8 points of vagueness in 12 sentences-- "awesome" indeed!
Rav Eidensohn,
ReplyDeleteWhy the silence on the RBSA issue?
I find the article clear so far, and I don't have any of the questions listed above.
ReplyDeleteAlso, I find the language precise, not jargon. An ADA must be careful about any language being used, and that is reflected here.
That said, I am more interested in the meat of the article than in grading it like a term paper.
While it is reassuring that an SVP might never be loosed on society, the flip side is that somebody falsely convicted might never have a chance at freedom.
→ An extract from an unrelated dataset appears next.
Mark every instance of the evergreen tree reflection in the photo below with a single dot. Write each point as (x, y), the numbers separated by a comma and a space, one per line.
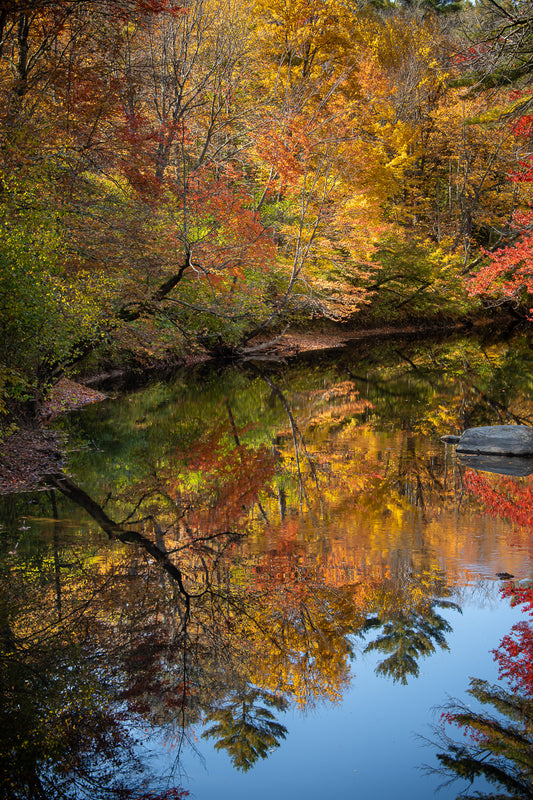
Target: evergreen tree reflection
(246, 730)
(498, 736)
Also disturbing is that the state has the right to civilly petition the state to commit SVP's. Though I am no friend of SVP's, it seems very dangerous to have all this happen outside the criminal justice system. It seems to set a precedent of administering a sentence of incarceration (under a different name) while sidestepping the right to due process.
I don't have another solution to the whole problem of sexual predators. But like the "three strikes you're out" law, this seems like a solution made in panic while overwhelmed by a problem. Such solutions are rarely ideal.
I'm looking forward to the rest of the article to see if my initial impression is in error and discover more about what ends up in court.